Models of the wild-type (Upper) and mutant (Lower) PDGFRA to demonstrate the effects of a 2-bp deletion. Both forms of PDGFRA have five extracellular Ig domains (Ig-like domains), a transmembrane domain (TM), a juxtamembrane domain (JM), and a bipartite tyrosine kinase catalytic domain (TK1 and TK2) separated by a kinase insert region (KI) and a C-terminal tail (CT). The N-terminal is labeled N. We identified a 2-bp deletion (AG shown in red text) within the codon encoding a serine residue. The deletion occurs at position 1048 in the final exon (exon 23) of the C-terminal tail. This deletion results in a 2-bp frameshift that introduces two alternative amino acid residues (CH underlined) and a premature STOP codon (indicated by *). The wild-type PDGFRA encodes a 1,089-residue protein, whereas our mutant PDGFRA encodes a 1,049-residue protein.
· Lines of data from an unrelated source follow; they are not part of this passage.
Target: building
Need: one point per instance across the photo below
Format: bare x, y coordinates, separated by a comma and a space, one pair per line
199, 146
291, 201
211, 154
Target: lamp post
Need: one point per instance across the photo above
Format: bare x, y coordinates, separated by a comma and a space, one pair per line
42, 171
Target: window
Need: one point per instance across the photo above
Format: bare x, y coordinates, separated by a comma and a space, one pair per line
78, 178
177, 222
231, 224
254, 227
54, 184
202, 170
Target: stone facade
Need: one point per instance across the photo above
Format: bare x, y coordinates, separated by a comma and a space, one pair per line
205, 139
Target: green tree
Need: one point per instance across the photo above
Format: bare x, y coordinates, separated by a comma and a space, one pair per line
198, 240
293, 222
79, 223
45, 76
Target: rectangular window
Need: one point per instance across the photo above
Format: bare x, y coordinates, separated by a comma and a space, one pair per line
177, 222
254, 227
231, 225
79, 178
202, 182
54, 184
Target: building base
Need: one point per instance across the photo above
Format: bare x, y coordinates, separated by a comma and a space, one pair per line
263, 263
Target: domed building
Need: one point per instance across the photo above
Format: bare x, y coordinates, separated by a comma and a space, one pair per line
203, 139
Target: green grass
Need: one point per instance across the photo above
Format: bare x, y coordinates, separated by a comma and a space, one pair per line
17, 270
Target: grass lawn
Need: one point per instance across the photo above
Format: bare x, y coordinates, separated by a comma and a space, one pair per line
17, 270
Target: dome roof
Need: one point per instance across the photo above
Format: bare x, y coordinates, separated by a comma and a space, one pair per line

PDGFRA and Cancer. PDGFRA has been implicated in other cancers. A translocation involving the BCR and PDGFRA genes has been described in BCR-ABL-negative chronic myelogenous leukemia and is predicted to result in dimerization and kinase activation of the fusion protein (46). Activating mutations of PDGFRA are oncogenic events in a subset of gastrointestinal stromal tumors (GISTs) that has a wild-type KIT gene (47). Corless et al. (48) studied the PDGFRA mutation frequencies and spectrums in 1,105 GISTs. They found that ≈7% GIST have PDGFRA mutation. These mutations were found in exon 18 (82.5%), exon 12 (13.7%), and exon 14 (3.7%). They also found that one-third of GISTs with the specific PDGFRA mutations may respond to Gleevec. It will be important to determine whether PDGFRA mutations play a role in other human malignancies. Such tumors could be sensitive to Gleevec and other small-molecule drugs that inhibit PDGFRA kinase activity. The growing number of PDGFRA genomic alterations reported for glioblastoma suggests that a subset of these tumors might be responsive to PDGFRA kinase inhibitors.
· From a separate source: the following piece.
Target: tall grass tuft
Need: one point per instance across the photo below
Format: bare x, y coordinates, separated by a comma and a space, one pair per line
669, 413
Systematic Genomics and Cancer Target Discovery. Advances in genomic information and technology have set the stage for a new era of discovery based on genomic knowledge of pathways and networks and perhaps a complete catalog of molecular alterations that contribute to cancer. In this study, we have focused on genes in the tyrosine kinase family. Interest in this family derives from the key role that they play in signaling between cancer cells and their microenvironment and the remarkable successes that have been seen in human patients based on molecular targeting of this family. Importantly, although our current study focused on the discovery of mutations in glioblastomas, it is very important to strive for comprehensive databases of all genome alterations in all common cancers. For example, the successes with Gleevec (3), Herceptin (49, 50), and Iressa (51) are based on the discovery of very different molecular events, ranging from translocation to gene amplification and mutation, and the response to these inhibitors is correlated better to these events than to histological classification of cancers. The importance of obtaining sequence information and an assessment of mutational status has been highlighted for Iressa, which was initially developed based on the observation of overexpression of the EGFR gene, but for which it is now clear that specific sequence changes can determine tumor response (51).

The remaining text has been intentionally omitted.